Absolute path to the source directory of audio files such that the absolute path of the audio that’ll be indexed would be src_dir/audio_file.wav

verbose : bool, optional

True if progress needs to be printed. Default is False.

ibm_api_limit_bytes : int, optional

It holds the API limitation of Watson speech api http sessionless which is 100Mbs. Default is 100000000.

Methods

get_mode()  
get_username_ibm()  
set_username_ibm()  
get_password_ibm()  
set_password_ibm()  
get_verbosity()  
set_verbosity()  
get_timestamps() Returns a corrected dictionary whose key is the original file name and whose value is a list of words and their beginning and ending time. It accounts for large files and does the timing calculations to return the correct result.
get_errors() Returns a dictionary that has all the erros that have occured while processing the audio file. Dictionary contains time of error, file that had the error and the actual error.
_index_audio_ibm(name=None, continuous=True, model=”en-US_BroadbandModel”, word_confidence=True, word_alternatives_threshold=0.9, profanity_filter_for_US_results=False) Implements a searching-suitable interface for the Watson API
_index_audio_cmu(name=None) Implements an experimental interface for the CMu Pocketsphinx
index_audio(*args, **kwargs) Returns a corrected dictionary whose key is the original file name and whose value is a list of words and their beginning and ending time. It accounts for large files and does the timing calculations to return the correct result.
save_indexed_audio(indexed_audio_file_abs_path)  
load_indexed_audio(indexed_audio_file_abs_path)  
search_gen(query, audio_basename=None, case_sensitive=False, subsequence=False, supersequence=False, timing_error=0.0, anagram=False, missing_word_tolerance=0) A generator which returns a valid search result at each iteraiton.
search_all(queries, audio_basename=None, case_sensitive=False, subsequence=False, supersequence=False, timing_error=0.0, anagram=False, missing_word_tolerance=0) Returns a dictionary of all results of all of the queries for either all of the audio files or the audio_basename.
search_regexp(pattern, audio_basename=None) Returns a dictionary of all results which matched pattern for either all of the audio files or the auio_basename
get_mode(self)

Returns whether the instance is initialized with ibm or cmu mode.

Returns:
str
get_username_ibm(self)
Returns:
str, None

Returns str if mode is ibm, else None

set_username_ibm(self, username_ibm)
Parameters:
username_ibm : str
Raises:
Exception

If mode is not ibm

get_password_ibm(self)
Returns:
str, None

Returns str if mode is ibm, else None

set_password_ibm(self, password_ibm)
Parameters:
password_ibm : str
Raises:
Exception

If mode is not ibm

get_verbosity(self)

Returns whether the instance is initialized to be quite or loud while processing audio files.

Returns:
bool

True for being verbose.

set_verbosity(self, pred)
Parameters:
pred : bool
get_timestamps(self)

Returns a dictionary whose keys are audio file basenames and whose values are a list of word blocks. In case the audio file was large enough to be splitted, it adds seconds to correct timing and in case the timestamp was manually loaded, it leaves it alone.

Returns:
{str: [[str, float, float]]}
get_errors(self)

Returns a dictionary containing any errors while processing the audio files. Works for either mode.

Returns:
{(float, str): any}

The return is a dictionary whose keys are tuples whose first elements are the time of the error and whose second values are the audio file’s name. The values of the dictionary are the actual errors.

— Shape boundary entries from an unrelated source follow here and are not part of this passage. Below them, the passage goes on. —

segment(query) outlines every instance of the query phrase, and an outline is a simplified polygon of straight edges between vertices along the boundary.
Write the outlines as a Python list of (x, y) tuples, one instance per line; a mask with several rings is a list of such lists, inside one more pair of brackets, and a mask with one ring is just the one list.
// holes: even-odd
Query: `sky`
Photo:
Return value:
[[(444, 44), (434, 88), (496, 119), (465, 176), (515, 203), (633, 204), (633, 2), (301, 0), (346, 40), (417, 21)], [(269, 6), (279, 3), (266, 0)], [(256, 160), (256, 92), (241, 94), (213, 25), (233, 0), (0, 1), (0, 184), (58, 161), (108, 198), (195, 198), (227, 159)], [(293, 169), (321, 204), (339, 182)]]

index_audio(self, *args, **kwargs)

Calls the correct indexer function based on the mode.

If mode is ibm, _indexer_audio_ibm is called which is an interface for Watson. Note that some of the explaination of _indexer_audio_ibm’s arguments is from [1]

If mode is cmu, _indexer_audio_cmu is called which is an interface for PocketSphinx Beware that the output would not be sufficiently accurate. Use this only if you don’t want to upload your files to IBM.

Parameters:
mode : {“ibm”, “cmu”}
basename : str, optional

A specific basename to be indexed and is placed in src_dir e.g audio.wav.

If None is selected, all the valid audio files would be indexed. Default is None.

replace_already_indexed : bool

True, To reindex some audio file that’s already in the timestamps.

Default is False.

continuous : bool

Valid Only if mode is ibm

Indicates whether multiple final results that represent consecutive phrases separated by long pauses are returned. If true, such phrases are returned; if false (the default), recognition ends after the first end-of-speech (EOS) incident is detected.

Default is True.

model : {

‘ar-AR_BroadbandModel’, ‘en-UK_BroadbandModel’ ‘en-UK_NarrowbandModel’, ‘en-US_BroadbandModel’, (the default) ‘en-US_NarrowbandModel’, ‘es-ES_BroadbandModel’, ‘es-ES_NarrowbandModel’, ‘fr-FR_BroadbandModel’, ‘ja-JP_BroadbandModel’, ‘ja-JP_NarrowbandModel’, ‘pt-BR_BroadbandModel’, ‘pt-BR_NarrowbandModel’, ‘zh-CN_BroadbandModel’, ‘zh-CN_NarrowbandModel’

}

Valid Only if mode is ibm

The identifier of the model to be used for the recognition

Default is ‘en-US_BroadbandModel’

word_confidence : bool

Valid Only if mode is ibm

Indicates whether a confidence measure in the range of 0 to 1 is returned for each word.

The default is True. (It’s False in the original)

word_alternatives_threshold : numeric

Valid Only if mode is ibm

A confidence value that is the lower bound for identifying a hypothesis as a possible word alternative (also known as “Confusion Networks”). An alternative word is considered if its confidence is greater than or equal to the threshold. Specify a probability between 0 and 1 inclusive.

Default is 0.9.

profanity_filter_for_US_results : bool

Valid Only if mode is ibm

Indicates whether profanity filtering is performed on the transcript. If true, the service filters profanity from all output by replacing inappropriate words with a series of asterisks.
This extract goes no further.